Following an introduction by Dr. Edward Levin and Dr. Michael Merson, scientists and researchers from a variety of areas addressed issues pertaining to the three major themes. Dr. Miriam Diamond began the symposium with a discussion of the interactions between science, policy, and politics in managing toxic material.
Clean air: The issues associated with air quality and human health were addressed by Dr. Daniel Costa of the US-EPA and Dr. Peter Thorne of the University of Iowa. Costa commented on the emergence of human-caused particulate matter in the air, while Thorne explained how bioaerosol exposure can lead to asthma.
Safe food: Jason Carver from the USDA-Foreign Agricultural Service discussed the global agricultural trade, and its implications for food safety. Dr. Jeff Herndon of the US-EPA spoke about how different countries can share information about the application of various pesticides, saving time and money.
Pure water: Duke’s own Dr. Subhrendu K. Pattanayak emphasized the relationship between adequate sanitation and drinking water quality. Improvements in sanitation can significantly reduce the incidence of waterborne disease, he said. In addition, he noted that “it’s absolutely imperative to pay attention to behavior change.” Simple measures such as boiling water and washing hands can go a long way in lowering a person’s risk of disease.
Developing countries carry most of the disease burden. Worldwide, 1.1 billion lack access to improved water supplies. Furthermore, 2.6 billion lack access to improved sanitation. There is certainly much room for improvement.
Why mobilize for sanitation? Pattanayak’s answer: Because children’s health will improve. Because women will achieve greater equality. Because if some people change their behavior, their peers might as well. Because a disease that exists in one country can always spread to another.
Also dealing with clean water, Dr. Joseph H. Graziano shared his research about exposure to naturally-occurring arsenic in well water, and how it can be remediated. The areas that are primarily affected are deltas that frequently flood. Graziano spent time in Bangladesh to research arsenic exposure there.
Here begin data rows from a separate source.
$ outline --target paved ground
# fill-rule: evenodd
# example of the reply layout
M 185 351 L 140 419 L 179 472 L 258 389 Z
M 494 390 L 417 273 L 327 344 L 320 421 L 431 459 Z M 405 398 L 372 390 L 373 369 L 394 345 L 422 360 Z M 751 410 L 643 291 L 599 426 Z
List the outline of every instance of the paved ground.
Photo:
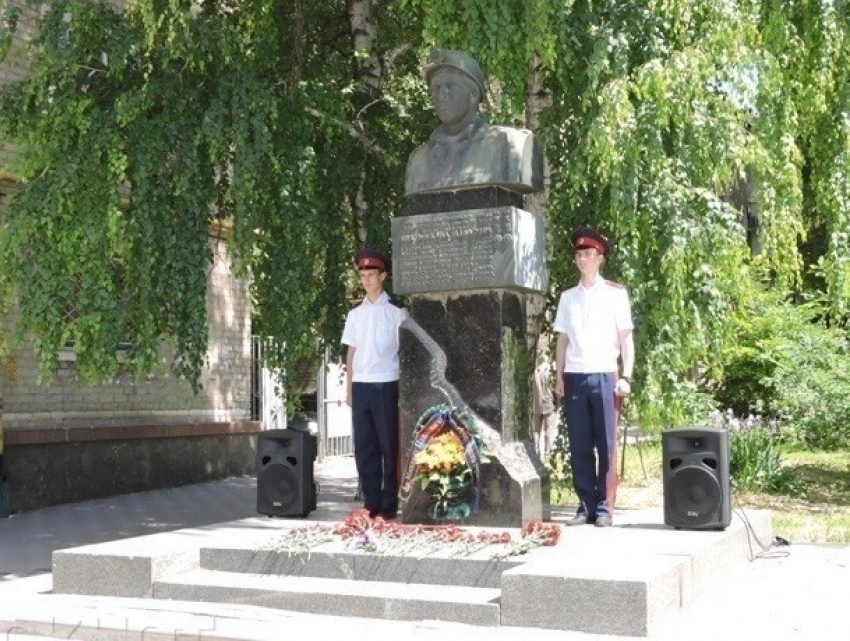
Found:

“140 million are chronically exposed [to arsenic] across many countries,” Graziano said. High levels of arsenic in the body are associated with painful skin lesions, diabetes, edemas, cancers, and cardiovascular problems.
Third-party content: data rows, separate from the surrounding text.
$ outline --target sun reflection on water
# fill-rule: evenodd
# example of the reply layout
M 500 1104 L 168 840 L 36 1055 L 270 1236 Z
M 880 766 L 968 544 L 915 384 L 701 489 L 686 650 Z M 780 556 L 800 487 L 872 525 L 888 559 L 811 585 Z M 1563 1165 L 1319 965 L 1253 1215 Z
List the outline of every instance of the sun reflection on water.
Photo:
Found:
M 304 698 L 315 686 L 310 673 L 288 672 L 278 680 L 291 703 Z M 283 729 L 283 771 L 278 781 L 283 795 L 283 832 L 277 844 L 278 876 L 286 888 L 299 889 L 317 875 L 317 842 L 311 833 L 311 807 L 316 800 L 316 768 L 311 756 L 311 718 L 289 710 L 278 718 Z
People are affected to varying degrees, based on their ability to methylate arsenic into less-toxic dimethyl. According to Graziano, some people are just “better methylators,” and don’t get as sick. As for the rest? Graziano’s team found that people given 400 micrograms of folate every day became better methylators, and were able to flush much of the most toxic form of arsenic out of their systems.
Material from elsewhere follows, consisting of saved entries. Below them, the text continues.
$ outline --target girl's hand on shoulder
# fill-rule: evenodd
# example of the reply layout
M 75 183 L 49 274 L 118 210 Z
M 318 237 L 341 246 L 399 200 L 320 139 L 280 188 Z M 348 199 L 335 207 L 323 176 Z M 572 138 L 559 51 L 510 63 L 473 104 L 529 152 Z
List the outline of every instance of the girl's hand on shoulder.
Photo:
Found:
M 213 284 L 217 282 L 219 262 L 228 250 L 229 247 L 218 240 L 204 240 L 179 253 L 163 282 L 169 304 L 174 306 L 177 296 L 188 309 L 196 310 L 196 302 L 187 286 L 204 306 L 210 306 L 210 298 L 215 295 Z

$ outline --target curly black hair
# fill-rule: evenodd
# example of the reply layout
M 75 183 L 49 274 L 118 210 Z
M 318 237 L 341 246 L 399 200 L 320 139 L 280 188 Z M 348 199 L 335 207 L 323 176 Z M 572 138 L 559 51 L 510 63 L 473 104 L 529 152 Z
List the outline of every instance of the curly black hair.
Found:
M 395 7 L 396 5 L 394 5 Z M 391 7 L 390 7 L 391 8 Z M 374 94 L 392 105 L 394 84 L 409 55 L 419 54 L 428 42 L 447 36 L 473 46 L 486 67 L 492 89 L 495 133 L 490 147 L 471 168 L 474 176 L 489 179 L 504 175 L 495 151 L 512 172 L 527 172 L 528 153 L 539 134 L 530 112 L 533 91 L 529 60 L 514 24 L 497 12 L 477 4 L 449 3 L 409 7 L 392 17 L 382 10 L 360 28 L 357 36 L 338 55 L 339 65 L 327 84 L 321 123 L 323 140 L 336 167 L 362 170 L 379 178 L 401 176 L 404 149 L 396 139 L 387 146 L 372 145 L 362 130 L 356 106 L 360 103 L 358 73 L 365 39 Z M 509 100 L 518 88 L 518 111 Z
Graziano’s team tested thousands of wells within a certain region of Bangladesh, and they found that deeper wells were much less likely to contain arsenic. The team labeled wells containing high levels of arsenic with signs to discourage their use, and made an effort to inform people about using alternate sources, such as deep wells and surface water.
“We know that we’ve helped these people,” Graziano said.